Outlier Detection and Description
The goal of the workshop on Outlier Detection and Description (ODD) is to address outlier mining as the twofold task of outlier detection, and outlier description. In other words, the quantitiave and qualitative analysis of anomalies in data. These topics are rarely considered in unison, and literature for these tasks is spread over different research communities. The main goal of ODD is to bridge this gap and provide a venue for knowledge exchange between these different research areas for a corroborative union of quantitative and qualitative analyses for the study of outlier mining.
We are proud to have Charu Aggarwal and Raymond Ng as keynote speakers.
Charu is a Research Scientist at IBM T.J. Watson, New York. His research interests include outlier analysis, graph mining, social networks, data stream mining, and mining high dimensional data. He has published over 200 papers in refereed conferences and journals, 8 books, and has applied for or been granted over 80 patents. His h-index is 56. In January 2013 he published a monograph on Outlier Analysis.
Raymond is a Professor of Computer Science at the University of British Columbia, Canada. His research areas include data mining, health informatics and data bases. In recent years, he has been focusing on the analysis of genomics data and text data. Amongst many contributions, he is one of the co-authors of the famous LOF outlier detection algorithm and one of the first outlier description methods on Finding Intensional Knowledge.
Each keynote will be 30 minutes long, including questions.

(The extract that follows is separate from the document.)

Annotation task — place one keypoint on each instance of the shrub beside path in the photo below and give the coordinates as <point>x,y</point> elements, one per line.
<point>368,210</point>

ODD is a half-day workshop on August 11th, organized in conjunction with ACM SIGKDD 2013.
The program for ODD is:
'Outlier Detection in Personalized Medicine'
by Raymond Ng
Personalized medicine has been hailed as one of the main directions for medical research in this century. In the first half of the talk, we give an overview on our personalized medicine projects that use gene expression, proteomics, DNA and clinical features. In the second half, we give two applications where outlier detection is valuable for the success of our work. The first one focuses on identifying mislabeled patients, and the second one deals with quality control of microarrays.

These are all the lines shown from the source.